X Ray Study Shows Platelet Rich Plasma may be Effective in Treating Osteoarthritis in Guinea Pigs:
Treating Osteoarthritis has proven to be quite difficult due to the decreased blood supply and slow healing rate of cartilage cells in the knee. This has limited treatment options to either a conservative rehabilitative approach, or a significantly more invasive, surgical approach. However, the regenerative potential of Platelet Rich Plasma (PRP) has spurred much exploration into its use as an non-surgical alternative for stimulating healing and cartilage repair in arthritis. A new study published in the Journal of Animal and Poultry Sciences by researchers out of Shiraz University in Iran examines the use of Platelet Rich Plasma for the treatment of Osteoarthritis in guinea pigs.

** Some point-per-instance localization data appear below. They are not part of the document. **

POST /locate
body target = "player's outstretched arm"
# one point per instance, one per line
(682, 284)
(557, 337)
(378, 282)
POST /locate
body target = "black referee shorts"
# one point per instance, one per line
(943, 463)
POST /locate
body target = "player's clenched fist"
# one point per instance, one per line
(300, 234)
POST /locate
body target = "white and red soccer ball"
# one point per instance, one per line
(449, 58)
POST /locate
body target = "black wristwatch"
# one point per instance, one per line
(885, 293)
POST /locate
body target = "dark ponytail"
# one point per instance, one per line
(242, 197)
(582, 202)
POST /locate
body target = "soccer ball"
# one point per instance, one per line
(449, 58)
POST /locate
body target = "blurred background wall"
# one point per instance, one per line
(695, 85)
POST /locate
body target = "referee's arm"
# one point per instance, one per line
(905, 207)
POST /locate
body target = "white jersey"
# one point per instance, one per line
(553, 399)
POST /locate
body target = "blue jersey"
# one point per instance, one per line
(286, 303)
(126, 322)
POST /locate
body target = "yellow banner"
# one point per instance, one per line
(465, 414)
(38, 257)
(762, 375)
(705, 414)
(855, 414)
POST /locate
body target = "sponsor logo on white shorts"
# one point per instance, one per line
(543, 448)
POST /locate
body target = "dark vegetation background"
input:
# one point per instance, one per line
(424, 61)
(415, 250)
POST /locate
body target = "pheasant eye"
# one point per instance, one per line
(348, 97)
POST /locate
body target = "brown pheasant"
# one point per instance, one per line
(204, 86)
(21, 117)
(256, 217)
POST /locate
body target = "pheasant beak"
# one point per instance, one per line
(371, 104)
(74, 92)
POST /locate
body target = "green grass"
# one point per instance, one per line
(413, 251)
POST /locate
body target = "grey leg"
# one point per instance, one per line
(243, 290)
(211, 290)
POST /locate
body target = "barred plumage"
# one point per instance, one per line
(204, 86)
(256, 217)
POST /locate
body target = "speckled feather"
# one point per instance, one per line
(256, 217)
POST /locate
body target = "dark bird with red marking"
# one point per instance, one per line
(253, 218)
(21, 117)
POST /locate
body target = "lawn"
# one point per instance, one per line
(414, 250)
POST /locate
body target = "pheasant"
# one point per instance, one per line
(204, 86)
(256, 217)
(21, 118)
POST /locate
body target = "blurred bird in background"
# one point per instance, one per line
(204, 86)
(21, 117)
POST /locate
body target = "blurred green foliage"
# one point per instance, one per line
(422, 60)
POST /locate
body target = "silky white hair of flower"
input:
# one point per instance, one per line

Twenty guinea pigs were anesthetized, and a an ACL injury was surgically induced in the Stifle joint (the guinea pig equivalent of the knee joint). The ACL injury was purposely induced to stimulate arthritic changes in the knee over the 20 weeks of the study. By the 12th week of the study, all of the guinea pigs showed characteristic Osteoarthritic changes on X Ray imaging. Each X Ray was given an arthritis grading between 0 (no arthritis) and 4 (severe arthritis). At 12 weeks, half of the Guinea pigs were treated with PRP and the other half did not receive any treatment at all.
Upon completion of the 20 week study, a second X ray was taken and compared to the 12 week image. The results revealed that guinea pigs treated with PRP showed an average decrease of 2 rankings in their Arthritis score, while the non-PRP group showed an average increase of 2 rankings. This study adds much credibility to the regenerative potential of PRP for Osteoarthritis treatment, because X ray imaging provided visual evidence of its beneficial effects. Previous studies have relied on pain assessments and functional improvements to grade PRP benefit. Although further animal studies and human trials are needed to fully assess the efficacy of PRP for cartilage healing and Arthritis, this study provides further evidence for its regenerative potential.